This is an Open-Access article distributed under the terms of the Creative Commons
Attribution Non-Commercial License which permits unrestricted non-commercial use, distribution, and reproduction in any
medium, provided the original work is properly cited.
Received: July 28, 2021; Revised: October 06, 2021; Accepted: October 13, 2021
Abstract: In this work, we proposed a facile method to fabricate the three-dimensional porous copper current collector (3D Cu CC) for a Si-dominant anode in a Li-ion battery (LiB). The 3D Cu CC was prepared by combining chemical etching and thermal reduction from a planar copper foil. It had a porous layer employing micro-sized Cu balls with a large surface area. In particular, it had strengthened attachment of Si-dominant active material on the CC compared to a planar 2D copper foil.
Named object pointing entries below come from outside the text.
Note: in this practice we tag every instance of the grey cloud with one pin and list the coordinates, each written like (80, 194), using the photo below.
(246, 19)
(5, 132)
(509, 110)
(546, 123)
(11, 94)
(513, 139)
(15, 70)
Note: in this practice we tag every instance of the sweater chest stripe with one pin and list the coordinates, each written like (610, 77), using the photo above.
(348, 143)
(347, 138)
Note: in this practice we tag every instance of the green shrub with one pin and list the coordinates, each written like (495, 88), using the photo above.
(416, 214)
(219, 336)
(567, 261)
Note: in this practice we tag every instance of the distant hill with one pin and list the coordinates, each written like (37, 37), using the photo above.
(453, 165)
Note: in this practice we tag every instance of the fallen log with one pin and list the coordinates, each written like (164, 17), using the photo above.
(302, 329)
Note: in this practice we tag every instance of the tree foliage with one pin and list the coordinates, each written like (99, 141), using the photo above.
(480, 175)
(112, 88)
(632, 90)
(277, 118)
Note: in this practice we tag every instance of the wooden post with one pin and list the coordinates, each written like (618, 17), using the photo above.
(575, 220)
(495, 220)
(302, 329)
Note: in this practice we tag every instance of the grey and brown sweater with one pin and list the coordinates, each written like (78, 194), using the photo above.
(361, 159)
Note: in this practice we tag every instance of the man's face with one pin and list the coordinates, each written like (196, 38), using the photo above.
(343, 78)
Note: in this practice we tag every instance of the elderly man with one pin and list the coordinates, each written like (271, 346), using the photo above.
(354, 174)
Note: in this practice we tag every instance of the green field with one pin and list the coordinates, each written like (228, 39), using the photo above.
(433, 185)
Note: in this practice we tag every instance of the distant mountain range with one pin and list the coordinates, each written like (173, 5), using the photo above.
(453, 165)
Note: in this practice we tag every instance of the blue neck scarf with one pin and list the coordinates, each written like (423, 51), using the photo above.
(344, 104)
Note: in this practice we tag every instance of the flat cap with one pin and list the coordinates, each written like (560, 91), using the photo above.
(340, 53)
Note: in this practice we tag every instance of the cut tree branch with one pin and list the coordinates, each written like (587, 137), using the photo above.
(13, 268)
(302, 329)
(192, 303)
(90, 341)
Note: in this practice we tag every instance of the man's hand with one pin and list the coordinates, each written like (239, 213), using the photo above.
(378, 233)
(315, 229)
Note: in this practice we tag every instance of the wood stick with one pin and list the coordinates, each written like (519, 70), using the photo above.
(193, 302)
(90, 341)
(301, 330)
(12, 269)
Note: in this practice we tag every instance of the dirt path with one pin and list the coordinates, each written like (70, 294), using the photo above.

Moreover, the increased contact area between a Si-dominant active material and the 3D Cu could minimize contact loss of active materials from a CC. As a result of a battery test, Si-dominant active materials on 3D Cu showed higher cyclic performance and rate-capability than those on a conventional planar copper foil. Specifically, the Si electrode employing 3D Cu exhibited an areal capacity of 0.9 mAh cm-2 at the 300th cycles (@ 1.0 mA cm-2), which was 5.6 times higher than that on the 2D copper foil (0.16 mAh cm-2).